Michael Kosterlitz, winner of the 2016 Nobel Prize in Physics, met with students from the physics department during a town hall event.

PROVIDENCE, R.I. [Brown University] — During a town hall meeting in Barus and Holley on the evening of Thursday, October 27, Brown students and faculty welcomed Professor Michael Kosterlitz back to College Hill for his first visit to campus since being named winner of the 2016 Nobel Prize in Physics earlier this month.

Kosterlitz is on a semester-long sabbatical from Brown, working abroad in Finland and South Korea, before he returns to the University in January. During a brief trip home this week, Kosterlitz met with colleagues in the physics department as well as University President Christina Paxson, Provost Richard Locke and Dean of the Faculty Kevin McLaughlin.

At Thursday’s town hall event, Kosterlitz fielded questions from students, faculty and other members of the Brown community.

“I never thought it would actually get this far,” Kosterlitz said of the work he did with physicist David Thouless that earned him the prize. “David and I knew we had done something good when we did the initial work because we were able to solve a problem that had been bothering physicists for quite some time.”

That work provided a theoretical understanding of phase changes in ultra-thin, two-dimensional systems. Phase changes in normal matter — when a gas condenses into a liquid or a liquid freezes to a solid — are well understood. But how phases changes work in two-dimensional materials wasn’t known until the work of Kosterlitz and Thouless. The pair shared the prize with another physicist working in this area, Duncan Haldane.

Kosterlitz and Thouless’s theory of phase transitions, known as the K-T transition, has informed the understanding of a range of exotic materials, including topological insulators — materials that conduct electricity on their surfaces but act as insulators in their bulk. Materials like this could one day form the backbone of next-generation electronics devices and quantum computers.

Kosterlitz joked that his entrée into the theoretical side of physics came out of frustration with the experimental side.

“It seemed like whenever I went into the laboratory, things just stopped working,” he said. “I decided that it’s best for everybody if I don’t go near a laboratory, so that’s why I became a theorist.”

However, his prize-winning work in condensed matter physics wasn’t his initial focus. Kosterlitz launched into high-energy physics, working with a precursor to what is now known as string theory. That work didn’t prove rewarding or particularly innovative.

“I had been doing long tedious calculations, and I didn’t seem to get any return from it,” Kosterlitz said. “Two or three times, I had just finished a calculation and was about to write it up and send it out for publication when a preprint arrived on my desk doing exactly what I had just done.”

One of those preemptive papers happened to have been written by Chung-I Tan, professor and former chair of physics at Brown.

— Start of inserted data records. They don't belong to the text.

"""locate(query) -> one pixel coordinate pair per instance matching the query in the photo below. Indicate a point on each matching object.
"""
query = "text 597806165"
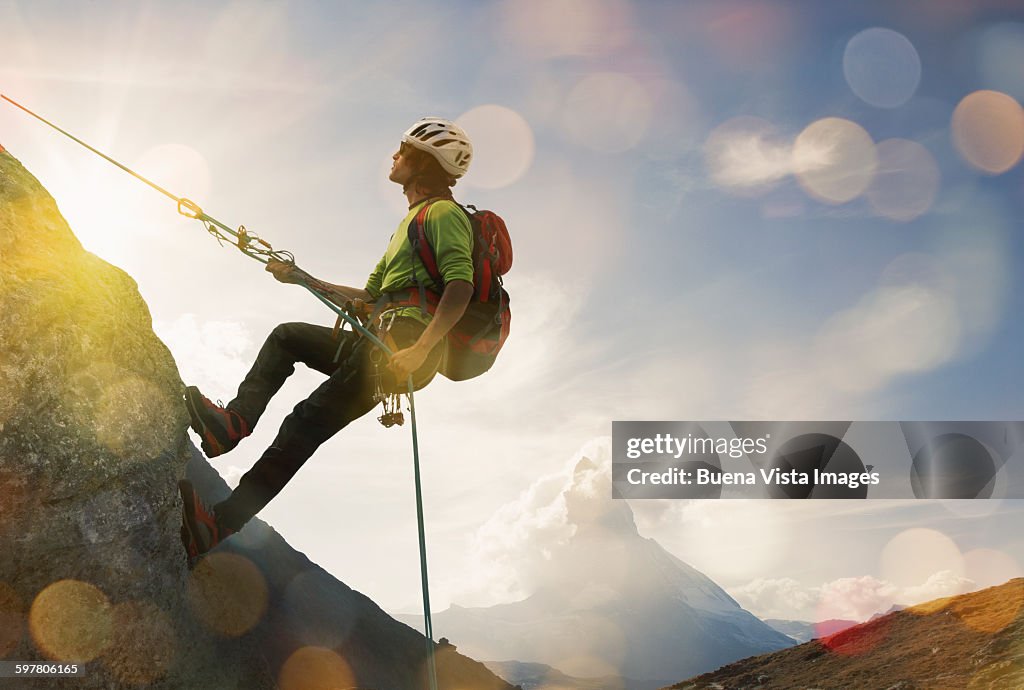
(39, 670)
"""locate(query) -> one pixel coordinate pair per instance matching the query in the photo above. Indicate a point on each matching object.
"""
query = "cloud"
(212, 354)
(846, 598)
(512, 552)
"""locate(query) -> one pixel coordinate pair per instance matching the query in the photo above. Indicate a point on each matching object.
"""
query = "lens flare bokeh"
(228, 593)
(835, 160)
(503, 145)
(315, 669)
(882, 67)
(71, 620)
(988, 131)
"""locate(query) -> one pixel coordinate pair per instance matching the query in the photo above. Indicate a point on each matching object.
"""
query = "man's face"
(401, 169)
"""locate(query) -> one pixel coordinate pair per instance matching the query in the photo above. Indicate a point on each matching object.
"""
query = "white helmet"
(444, 140)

“So I have to thank him for my transition from high-energy physics to condensed matter,” Kosterlitz said.

A first-year student planning to concentrate in astrophysics asked Kosterlitz on Thursday what direction he thought physics would take in the coming years.

“To me, physics is a never-ending thing because there are always new problems,” he said. “Even if one thinks that physics is dead, as was said some years go, there are always new problems. Just look out your window in the morning sometimes, you’ll see lots of problems out there.”

Another student asked Kosterlitz what aspect of his career has been the most rewarding.

“The fun I’ve had doing it,” he answered. “Most of the problems I’ve worked on, I have found fascinating and fun. Of course, getting recognition and getting this prize is wonderful, but it’s not the main thing.”

Gang Xiao, chair of the physics department, reminded students of the opportunity they have to work closely with a Nobel Laureate.

“The difference between our University and other universities is that here Nobel winners teach both undergraduate and graduate courses,” he said. “So we grant an opportunity to work with Professor Kosterlitz and use him as a mentor.”

Kosterlitz will return to the classroom next semester, teaching statistical mechanics to graduate students and advanced undergraduates.